Data Quality Rules

The Data Quality mechanism in Dataiku allows you to easily ensure that your data meets quality standards and automatically monitor the status of your data quality across datasets, projects, and your entire Dataiku instance.

A Data Quality rule tests whether a dataset satisfies set conditions. The computation of a rule yields:

  • a status outcome: “Ok”, “Error” or “Warning”. A less common outcome “Empty” is used to indicate that the condition could not be evaluated because the value is missing.

  • an observed value with further detail. This parameter is optional for custom rules.

Each execution of a rule produces one outcome. Note that if the rule has not yet been computed, the status is “Not Computed”.

Note

The Data Quality mechanism is an improvement introduced in DSS 12.6.0 over the checks system. Data quality rules allow you to specify expectations for datasets in a more streamlined way, and improve reporting of the results via specific dashboards. Other flow objects (managed folders, saved models, model evaluation store) still use checks.

Examples of simple Data Quality rules include:

  • The record count of a dataset is above 0 (i.e., the dataset is not empty)

  • The most frequent value of a column is ‘Y’

  • A column’s values are at most 10% empty

Data Quality rules are configured in the Data Quality tab of a dataset, where you can also easily track the evolution of your dataset’s data quality over time.

Data Quality rule types

Column min in range

Ensures that a column’s minimum value falls within a given range.

Options:

  • the column(s) to check

  • the expected range (minimum / soft minimum / soft maximum / maximum)

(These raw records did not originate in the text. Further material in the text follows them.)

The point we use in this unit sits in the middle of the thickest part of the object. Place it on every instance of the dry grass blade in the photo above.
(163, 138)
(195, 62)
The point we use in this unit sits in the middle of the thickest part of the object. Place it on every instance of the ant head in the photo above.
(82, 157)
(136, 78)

Column min is within its typical range

Ensures that a column's minimum value has not deviated from its typical values within a given time window.

Options:

Column avg in range

Ensures that a column’s average value falls within a numeric range.

Options:

  • the column(s) to check

  • the expected range (minimum / soft minimum / soft maximum / maximum)

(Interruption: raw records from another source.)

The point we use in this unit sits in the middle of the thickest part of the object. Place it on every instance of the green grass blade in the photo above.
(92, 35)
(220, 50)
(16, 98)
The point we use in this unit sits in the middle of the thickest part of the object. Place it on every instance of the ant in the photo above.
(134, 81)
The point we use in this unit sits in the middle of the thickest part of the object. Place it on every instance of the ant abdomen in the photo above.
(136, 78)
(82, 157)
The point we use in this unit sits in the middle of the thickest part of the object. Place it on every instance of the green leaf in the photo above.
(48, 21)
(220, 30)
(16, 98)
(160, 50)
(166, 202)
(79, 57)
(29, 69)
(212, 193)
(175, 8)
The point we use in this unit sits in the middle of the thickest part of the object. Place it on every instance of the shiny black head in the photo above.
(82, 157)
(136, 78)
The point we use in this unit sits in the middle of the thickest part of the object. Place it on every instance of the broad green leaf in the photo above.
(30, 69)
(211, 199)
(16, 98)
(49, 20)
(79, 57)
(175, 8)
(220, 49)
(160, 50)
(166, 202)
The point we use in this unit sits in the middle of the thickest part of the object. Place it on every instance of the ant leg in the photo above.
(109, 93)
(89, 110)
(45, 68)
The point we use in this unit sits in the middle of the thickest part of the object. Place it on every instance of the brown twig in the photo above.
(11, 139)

Column avg is within its typical range

Ensures that a column's average value has not deviated from its typical values within a given time window.

Options:

Column max in range

Ensures that a column’s maximum value falls within a given range.

Options:

  • the column(s) to check

  • the expected range (minimum / soft minimum / soft maximum / maximum)

Column max is within its typical range

Ensures that a column's maximum value has not deviated from its typical values within a given time window.

Options:

Column sum in range

Ensures that a column’s sum falls within a given range.

Options:

  • the column(s) to check

  • the expected range (minimum / soft minimum / soft maximum / maximum)

Column sum is within its typical range

Ensures that a column's sum value has not deviated from its typical values within a given time window.

Options:

Column median in range

Ensures that a column’s median falls within a given range.

Options:

  • the column(s) to check

  • the expected range (minimum / soft minimum / soft maximum / maximum)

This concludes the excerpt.